(From The Physician Executive, Vol. 35 #1, Jan/Feb 2009, pp 50-53)

Imagine you are an explorer, scouting out new territory, with the help of a local guide – a mathematically-inclined local guide. You come to a river. You ask whether it can be forded: “How deep is it?” He says, “Go ahead. On average, it is only waist deep.” Would you cross the river?

Do you remember the movie “The Matrix?”  On the surface just a wild fantasy adventure story, it was in some ways strangely prophetic.  Early in the film, our young hero Neo is about to extracted from the Matrix of everyday life and plunged into an entirely different reality.  He has taken the “Red Pill.”  His guide, Morpheus, tells him, “The pill you took is part of a trace program. It’s designed to interrupt your input-output carrier signal so that we can keep track of your location.”  Neo asks, “What’s that mean?” A member of Morpheus’s crew answers, “It means ‘Buckle your seatbelt, Dorothy, because Kansas?
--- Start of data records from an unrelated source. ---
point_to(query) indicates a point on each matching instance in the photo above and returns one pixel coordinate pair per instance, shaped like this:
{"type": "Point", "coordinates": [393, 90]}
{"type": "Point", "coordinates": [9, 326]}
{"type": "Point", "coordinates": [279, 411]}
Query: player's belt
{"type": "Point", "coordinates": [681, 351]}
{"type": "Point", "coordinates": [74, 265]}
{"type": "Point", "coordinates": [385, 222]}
It’s going bye-bye.’”

Kansas is indeed going bye-bye, if we take “Kansas” as shorthand for life as we know it, business as usual, our expectations and assumptions about what constitutes “normal.”

The election as U.S. president of a Black man with the strange name – Barack Hussein Obama – is but one reflection, one epi-phenomenon of how deeply things are changing, across what a wide array of fronts, and how quickly, around the world. I have here an electoral map of the United States that shows John McCain winning with 510 electoral votes, and Obama losing with only 28. It’s not a fantasy. It’s a picture of what Americans thought in late 2006. A Survey USA poll of 30,000 Americans, 600 in each of the 50 states (a far larger sampling than most political polls), asked among many other things how they would vote if the 2008 election pitted the respected long-time senator who was a war hero and former POW against the untested black junior senator with the Muslim-sounding name. Obama won Illinois, Hawaii, the District of Columbia – and nothing else.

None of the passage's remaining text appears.